Howdy Kenny, welcome to the tractor forum.

Your tractor is a Ford 2000 series highway model, diesel engine, live 540 rpm PTO, 8x2 speed manual transmission (4x1 + hi/lo), mfg date December 3, 1974. Made in Basildon, UK.

Changing the model from a 2000 to a 3000 is a common problem that many guys have experienced. The 2000/3000 tractors are nearly identical. One identifier of a 2000 is an open draft control spring on top of the (rear differential) center housing right behind the seat. The 3000 model has a covered spring. I wouldn't worry about it, you have a good tractor whichever it is.

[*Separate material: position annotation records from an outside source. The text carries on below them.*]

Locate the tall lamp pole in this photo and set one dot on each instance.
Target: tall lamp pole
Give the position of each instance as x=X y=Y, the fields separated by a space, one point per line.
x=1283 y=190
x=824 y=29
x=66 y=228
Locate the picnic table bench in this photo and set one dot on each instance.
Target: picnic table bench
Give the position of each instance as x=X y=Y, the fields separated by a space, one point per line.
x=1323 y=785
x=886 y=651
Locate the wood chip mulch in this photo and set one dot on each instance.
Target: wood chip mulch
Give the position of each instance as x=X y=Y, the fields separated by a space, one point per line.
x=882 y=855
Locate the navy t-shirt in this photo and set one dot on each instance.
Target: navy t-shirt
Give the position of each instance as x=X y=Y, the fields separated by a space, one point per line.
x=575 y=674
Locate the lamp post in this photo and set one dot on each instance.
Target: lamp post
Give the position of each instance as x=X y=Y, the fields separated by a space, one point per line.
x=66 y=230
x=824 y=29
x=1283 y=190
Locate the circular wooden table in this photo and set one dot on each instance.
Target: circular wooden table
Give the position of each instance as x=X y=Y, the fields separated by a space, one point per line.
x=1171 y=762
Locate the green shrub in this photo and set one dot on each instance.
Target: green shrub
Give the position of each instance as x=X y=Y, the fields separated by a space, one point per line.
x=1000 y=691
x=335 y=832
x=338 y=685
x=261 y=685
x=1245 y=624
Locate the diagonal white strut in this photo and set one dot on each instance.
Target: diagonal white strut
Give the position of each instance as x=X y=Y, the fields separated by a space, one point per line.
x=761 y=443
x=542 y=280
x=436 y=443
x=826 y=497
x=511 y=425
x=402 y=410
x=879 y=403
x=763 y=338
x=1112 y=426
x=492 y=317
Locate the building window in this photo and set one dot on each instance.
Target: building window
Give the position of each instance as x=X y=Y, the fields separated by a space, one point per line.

Your spindle bearings and bushings may also be badly worn. See attached parts diagram.


----------



## Kenny94 (Sep 26, 2017)

Ah! That makes sense then, thanks for the info! 
Yeah just been to look at the draft spring and it is uncovered, I get most of the parts of Agriline, ordered new hub and full bearing kit. With new hub and bearing I have about 6mm of play if I pull and push the hub in and out! Am I doing something wrong?


----------



## Kenny94 (Sep 26, 2017)

Here is a couple photos of the bearing going in and what I'm left with! (Outer bearing included and nut on as tight as possible)!


----------



## sixbales (May 18, 2011)

Welcome to the world of Asian made parts. The land of "almost right", but in this case, not even close. You have the wrong bearings. I would return them and get bearings for a New Holland dealer.


----------



## Kenny94 (Sep 26, 2017)

Much appreciated for all the info! I'll get one ordered this afternoon! Will update when i have progress made progress!
Cheers.


----------